[zeromq-dev] Important: backward incompatible changes for 0MQ/3.0!
Paul Colomiets
tailhook at yandex.ru
Sun Apr 3 15:22:54 CEST 2011
Hi Martin,
03.04.2011, 11:58, "Martin Sustrik" <sustrik at 250bpm.com>:
> Hi Paul,
>
>>> I would say the question is how can we improve reliability of 0mq (NB:
>>> not make it perfect, just improve it) without dragging all this madness in.
>> That was exacly my intention. May be I've not clear about that. I'm thinking
>> about API similar to posix shutdown. First we call:
>>
>> zmq_shutdown(sock, SHUT_RD)
>
> Ok. Couple of points:
>
> 1. Your proposal doesn't map to POSIX shutdown semantics. POSIX shutdown
> is a non-blocking operation, ie. it initiates a half-close and returns
> immediately. No more messages can be read/written.
>
Well I don't undrestand your point. Zeromq shutdown also must be
non-blocking. The documentation is actually a bit misleading. After
you call shutdown(s, SHUT_RD) you *can* read, up to the point
when shutdown called.

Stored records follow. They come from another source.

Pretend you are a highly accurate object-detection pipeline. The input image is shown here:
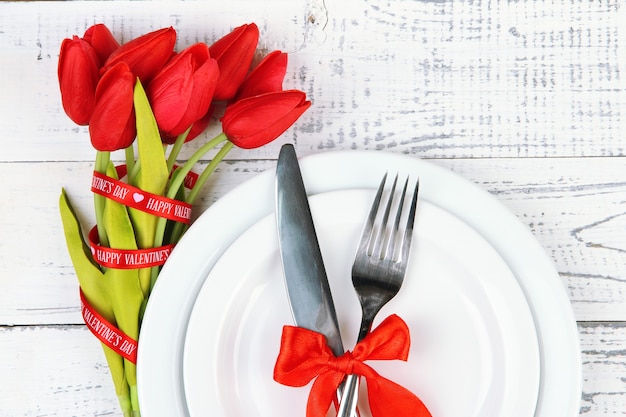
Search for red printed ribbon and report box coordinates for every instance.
[89,226,175,269]
[80,290,137,364]
[274,315,431,417]
[91,171,191,224]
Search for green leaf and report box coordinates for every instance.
[103,164,145,404]
[129,80,169,294]
[59,189,130,414]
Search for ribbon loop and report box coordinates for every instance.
[91,171,191,224]
[80,290,137,364]
[274,315,431,417]
[89,226,175,269]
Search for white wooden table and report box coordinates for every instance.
[0,0,626,417]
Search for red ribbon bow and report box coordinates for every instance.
[274,315,431,417]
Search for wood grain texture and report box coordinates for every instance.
[0,0,626,417]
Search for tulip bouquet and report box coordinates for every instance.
[58,24,311,416]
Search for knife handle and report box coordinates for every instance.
[337,374,359,417]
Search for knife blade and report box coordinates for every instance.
[276,144,344,356]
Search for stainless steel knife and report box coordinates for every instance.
[276,144,344,356]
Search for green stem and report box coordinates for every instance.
[187,141,235,204]
[150,132,228,288]
[93,151,111,246]
[124,145,135,176]
[167,141,235,242]
[128,159,141,185]
[167,126,191,172]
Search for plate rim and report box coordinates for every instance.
[183,193,540,416]
[137,150,582,417]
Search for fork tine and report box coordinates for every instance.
[357,173,387,253]
[372,175,398,259]
[400,178,420,263]
[387,177,409,259]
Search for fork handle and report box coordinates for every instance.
[337,374,359,417]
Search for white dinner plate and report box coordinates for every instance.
[183,190,540,417]
[137,151,582,417]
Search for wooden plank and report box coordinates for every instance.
[0,0,626,161]
[0,326,122,417]
[0,322,626,417]
[578,323,626,417]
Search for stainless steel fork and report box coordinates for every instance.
[337,174,419,417]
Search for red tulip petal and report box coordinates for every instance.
[89,62,136,151]
[104,27,176,84]
[83,23,120,66]
[222,90,311,149]
[235,51,287,101]
[209,23,259,100]
[58,36,98,125]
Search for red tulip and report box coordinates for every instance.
[89,62,137,151]
[209,23,259,100]
[146,43,219,137]
[103,27,176,85]
[58,36,100,125]
[222,90,311,149]
[83,23,120,66]
[235,51,287,101]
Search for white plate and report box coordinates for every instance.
[137,151,582,417]
[183,190,539,417]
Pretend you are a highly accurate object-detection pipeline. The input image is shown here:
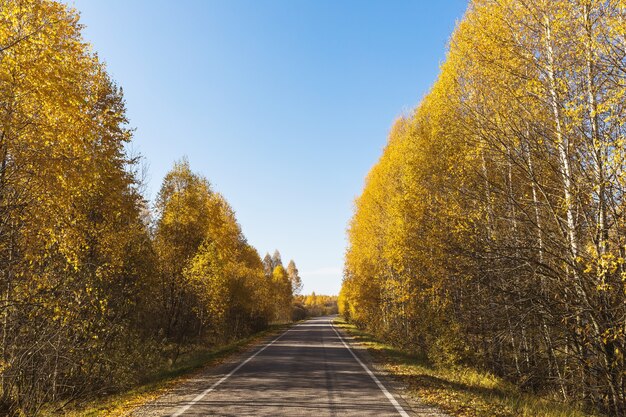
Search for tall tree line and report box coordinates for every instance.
[339,0,626,416]
[0,0,291,416]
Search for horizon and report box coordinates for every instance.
[67,0,466,295]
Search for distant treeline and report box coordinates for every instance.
[292,292,339,320]
[339,0,626,416]
[0,0,301,416]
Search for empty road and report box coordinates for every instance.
[136,317,411,417]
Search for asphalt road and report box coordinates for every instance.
[138,317,411,417]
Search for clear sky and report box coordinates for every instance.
[67,0,467,294]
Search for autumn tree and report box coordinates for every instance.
[287,259,302,295]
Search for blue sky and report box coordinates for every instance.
[68,0,466,294]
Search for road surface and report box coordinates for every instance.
[135,317,414,417]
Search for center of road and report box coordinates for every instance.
[155,317,409,417]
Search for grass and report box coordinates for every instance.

It means everything already buffered will
be read, and you will read until 0 (zero) returned from read call.
> 2. The handshake with all the peers during the shutdown can take
> arbitrary long time and even cause a deadlock.
Probably yes. It's up to you, to use it. Many small application will
actually never care. Many huge applications will probably use failure
resistancy to overcome reconfiguration problem. But there are plenty
of others where you would stop entire system, when you add, remove
or replace a node from configuration if you have no chance to
shutdown socket cleanly. And time is not always very important.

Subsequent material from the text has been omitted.